Page MenuHomePhabricator

[Commons Impact Metrics] Add test data in AQS's test environments to back up new AQS service
Open, MediumPublic8 Estimated Story Points

Description

Once the API design and Cassandra/Druid datasources are specified T358679,
and the base pipeline is ready T358699,
we can populate the corresponding AQS test environment with test data,
so that the new AQS service can run its integration tests.

Tasks:

  • Grab queries that extract the Commons Impact Metrics data from Iceberg and format them into the expected Cassandra/Druid format from T358707.
  • Add the queries and the generated data to the corresponding AQS test env repository.
  • Add the remaining necessary schema and script code to the repo.
  • Test that the data loads correctly when starting up and bootstraping the test env.
  • Code-review and merge.

Definition of done:

  • The test env starts up and bootstraps correctly
  • The test env contains all necessary test data for the new service to run integration tests

Event Timeline

mforns set the point value for this task to 8.

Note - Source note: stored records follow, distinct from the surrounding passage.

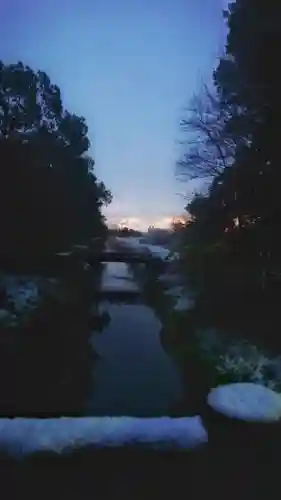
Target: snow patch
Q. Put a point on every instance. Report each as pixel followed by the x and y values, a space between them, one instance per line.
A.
pixel 183 304
pixel 20 436
pixel 117 278
pixel 22 292
pixel 246 401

Waiting on decision on Cassandra Gateway or keeping existing process of pulling data directly from the DB.

TODO for Cassandra Gateway

  • DP needs to implement our endpoints (4-5 lines of code per endpoint) (wait time currently: 1 month)
  • Significant refactoring of AQS required (14 endpoints, changes to ~2 layers: logic & data, plus unit tests)

Benefits: staging environment, shorter/cleaner code, it exists and should be used because it is a better way to retrieve data

Decision: Let's advance deliver as is and plan for this work as future tech debt pay down in sync with Data Persistence's timeline.